A senior Catholic aid worker said humanitarian conditions are deteriorating in eastern Ukraine and urged Western governments and churches not to forget the continuing six-year conflict.
“We thought we’d overcome war in Europe, but a whole growing generation here now knows only war — teenagers who look like teenagers everywhere, but will tell you how they routinely hide in cellars to escape gunfire,” said Andrij Waskowycz, president of Caritas in Ukraine.
He said with multiple world crises, officials of the Catholic charitable agency did not expect attention to stay focused on Ukraine, “but it’s crucial European countries, institutions and churches continue showing solidarity with the Ukrainian people in its suffering.”
Waskowycz told Catholic News Service Aug. 11 that Caritas was active in the 290-mile buffer zone between the two sides, taking food, home care and medical services especially to elderly people “abandoned without help.”
However, he added that supplies had been disrupted by the COVID-19 pandemic, and drinking water was also running short because of infrastructure damage.
“Eastern Ukraine now has the highest concentration of old people in a conflict zone, with all the physical and mental health consequences,” Waskowycz said. “It’s also one of the world’s most mine-contaminated areas, with land mines still being sown widely before the cease-fire. With transportation deteriorating during the coronavirus, most people see little hope of change.”
“Caritas is trying to deliver humanitarian aid to both sides, but this is very difficult since we cannot cross the contact line and have to rely on trucks from the United Nations and Red Cross,” he added.
The Organization for Security and Cooperation in Europe reported continuing violations of the July 27 cease-fire between Ukrainian government and rebel forces.

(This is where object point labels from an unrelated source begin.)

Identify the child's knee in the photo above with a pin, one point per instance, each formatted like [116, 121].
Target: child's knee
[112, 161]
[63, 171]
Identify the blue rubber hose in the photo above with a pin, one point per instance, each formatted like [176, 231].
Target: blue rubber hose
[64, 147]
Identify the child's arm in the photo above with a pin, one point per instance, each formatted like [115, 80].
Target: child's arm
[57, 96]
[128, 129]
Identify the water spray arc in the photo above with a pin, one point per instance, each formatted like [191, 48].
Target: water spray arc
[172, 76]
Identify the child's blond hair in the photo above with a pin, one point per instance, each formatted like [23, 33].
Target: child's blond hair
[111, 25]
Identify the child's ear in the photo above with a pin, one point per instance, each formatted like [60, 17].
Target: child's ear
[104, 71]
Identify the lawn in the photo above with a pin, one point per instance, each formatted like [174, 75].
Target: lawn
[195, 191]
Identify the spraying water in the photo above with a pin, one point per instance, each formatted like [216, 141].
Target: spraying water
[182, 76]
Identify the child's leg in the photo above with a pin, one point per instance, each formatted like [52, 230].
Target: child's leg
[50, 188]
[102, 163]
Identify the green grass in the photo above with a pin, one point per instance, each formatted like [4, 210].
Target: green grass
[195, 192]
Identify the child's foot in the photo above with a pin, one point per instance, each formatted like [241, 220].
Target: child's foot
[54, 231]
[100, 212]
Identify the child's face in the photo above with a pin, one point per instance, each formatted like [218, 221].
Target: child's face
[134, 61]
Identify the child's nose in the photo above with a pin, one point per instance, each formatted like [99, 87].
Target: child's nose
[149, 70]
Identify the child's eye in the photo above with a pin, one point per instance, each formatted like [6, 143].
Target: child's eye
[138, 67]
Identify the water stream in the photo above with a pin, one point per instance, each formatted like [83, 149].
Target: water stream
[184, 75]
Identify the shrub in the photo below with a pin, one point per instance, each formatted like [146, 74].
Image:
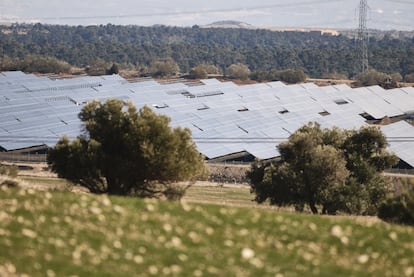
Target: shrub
[399, 208]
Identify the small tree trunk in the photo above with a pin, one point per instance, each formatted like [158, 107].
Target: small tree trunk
[313, 207]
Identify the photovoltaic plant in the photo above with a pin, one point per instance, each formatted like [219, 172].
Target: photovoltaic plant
[225, 119]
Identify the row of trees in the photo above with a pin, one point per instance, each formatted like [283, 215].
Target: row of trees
[128, 152]
[261, 50]
[332, 169]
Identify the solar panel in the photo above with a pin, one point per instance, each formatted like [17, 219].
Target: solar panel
[222, 116]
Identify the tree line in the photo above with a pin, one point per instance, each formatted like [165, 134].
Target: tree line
[317, 55]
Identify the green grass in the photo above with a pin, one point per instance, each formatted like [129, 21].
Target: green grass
[68, 234]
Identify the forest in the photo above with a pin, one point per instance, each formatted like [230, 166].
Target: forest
[318, 55]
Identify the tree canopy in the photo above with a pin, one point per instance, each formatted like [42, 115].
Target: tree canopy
[315, 53]
[335, 169]
[125, 152]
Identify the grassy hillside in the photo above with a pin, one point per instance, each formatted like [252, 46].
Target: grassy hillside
[67, 234]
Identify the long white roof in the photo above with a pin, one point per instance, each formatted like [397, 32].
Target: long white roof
[224, 118]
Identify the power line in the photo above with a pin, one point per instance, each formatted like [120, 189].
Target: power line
[363, 36]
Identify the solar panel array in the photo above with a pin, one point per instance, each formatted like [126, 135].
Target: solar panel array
[224, 118]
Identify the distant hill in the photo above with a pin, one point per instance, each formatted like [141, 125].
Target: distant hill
[229, 24]
[318, 53]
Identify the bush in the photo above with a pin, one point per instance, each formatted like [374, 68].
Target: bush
[334, 169]
[289, 76]
[9, 170]
[398, 209]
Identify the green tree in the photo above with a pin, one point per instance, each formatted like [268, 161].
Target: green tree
[238, 71]
[371, 78]
[164, 68]
[409, 78]
[198, 72]
[113, 70]
[125, 152]
[399, 208]
[334, 169]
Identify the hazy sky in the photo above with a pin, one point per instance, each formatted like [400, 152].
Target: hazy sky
[383, 14]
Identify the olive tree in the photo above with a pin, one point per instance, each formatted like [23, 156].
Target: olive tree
[334, 169]
[123, 151]
[238, 71]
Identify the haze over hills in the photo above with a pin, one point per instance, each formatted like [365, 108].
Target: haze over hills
[332, 14]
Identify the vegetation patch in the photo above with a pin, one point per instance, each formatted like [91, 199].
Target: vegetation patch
[66, 234]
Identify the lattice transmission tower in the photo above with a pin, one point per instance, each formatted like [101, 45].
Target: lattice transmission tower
[362, 38]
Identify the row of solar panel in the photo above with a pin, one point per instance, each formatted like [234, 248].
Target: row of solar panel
[36, 110]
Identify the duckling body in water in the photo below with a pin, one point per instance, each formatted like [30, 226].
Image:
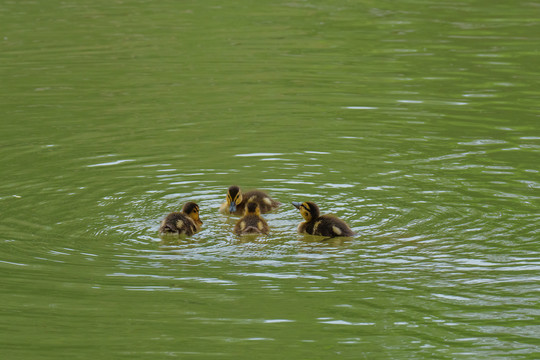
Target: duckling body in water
[251, 222]
[324, 225]
[236, 201]
[185, 222]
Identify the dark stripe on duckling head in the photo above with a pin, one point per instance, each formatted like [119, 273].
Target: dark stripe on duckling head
[312, 208]
[233, 192]
[192, 210]
[252, 207]
[189, 207]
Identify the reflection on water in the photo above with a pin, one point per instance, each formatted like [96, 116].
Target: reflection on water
[414, 122]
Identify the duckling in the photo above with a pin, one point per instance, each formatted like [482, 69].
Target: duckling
[236, 201]
[316, 224]
[184, 222]
[251, 222]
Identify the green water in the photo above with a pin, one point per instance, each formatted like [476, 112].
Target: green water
[414, 121]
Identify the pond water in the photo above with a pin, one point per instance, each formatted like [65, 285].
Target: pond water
[414, 121]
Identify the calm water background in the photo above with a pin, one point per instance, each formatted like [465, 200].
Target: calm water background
[415, 121]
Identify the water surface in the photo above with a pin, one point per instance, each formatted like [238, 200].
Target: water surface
[416, 122]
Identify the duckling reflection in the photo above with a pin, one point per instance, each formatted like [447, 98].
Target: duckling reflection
[185, 222]
[251, 222]
[324, 225]
[236, 201]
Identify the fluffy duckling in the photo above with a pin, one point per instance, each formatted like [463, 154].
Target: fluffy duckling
[324, 225]
[236, 201]
[251, 222]
[185, 222]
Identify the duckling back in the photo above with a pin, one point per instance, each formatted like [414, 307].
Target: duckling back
[265, 202]
[237, 200]
[327, 225]
[251, 222]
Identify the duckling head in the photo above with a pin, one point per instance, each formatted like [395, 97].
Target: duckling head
[191, 209]
[308, 210]
[234, 197]
[252, 208]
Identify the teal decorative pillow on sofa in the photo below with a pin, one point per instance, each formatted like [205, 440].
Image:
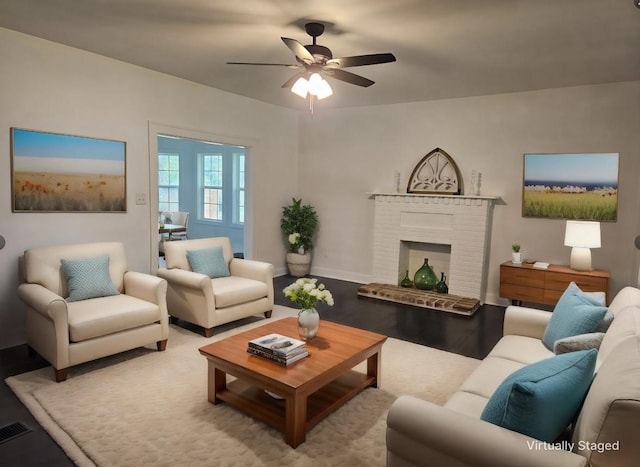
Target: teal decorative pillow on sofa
[575, 313]
[209, 261]
[88, 278]
[542, 399]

The cease-fire had raised hopes for reviving a 2015 peace plan, which would restore Ukrainian control over separatist-held Donetsk and Luhansk in return for self-rule.
However, Waskowycz said OSCE monitors had reported 257 cease-fire violations up to Aug. 11.
More than 14,000 soldiers and civilians have died from fighting and shelling in eastern Ukraine since 2014, according to the United Nations.
In a July report, the U.N. Office for Coordinating Humanitarian Affairs confirmed basic services remained severely disrupted in eastern Ukraine, raising the number of people in need to 3.8 million, close to a tenth of the country’s population.
Father Igor Yatsiv, information director of the Ukrainian Catholic Church, told CNS Aug. 5 his church had prayed for peace throughout the war, but believed any accord “must be based on justice and reparations, not mass killing.”
A leader of Ukraine’s smaller Roman Catholic Church said the cease-fire had made a “powerful invasion” less likely, but added that Catholic parishes close to the war zone remained “practically empty.”
“We are asking God for peace, and we’ve cautious hopes it will come,” Bishop Pavlo Honcharuk of Kharkiv-Zaporizhia told CNS Aug. 5. “But experience also shows it’s unwise to count on this, since there’s simply no basis for trust.”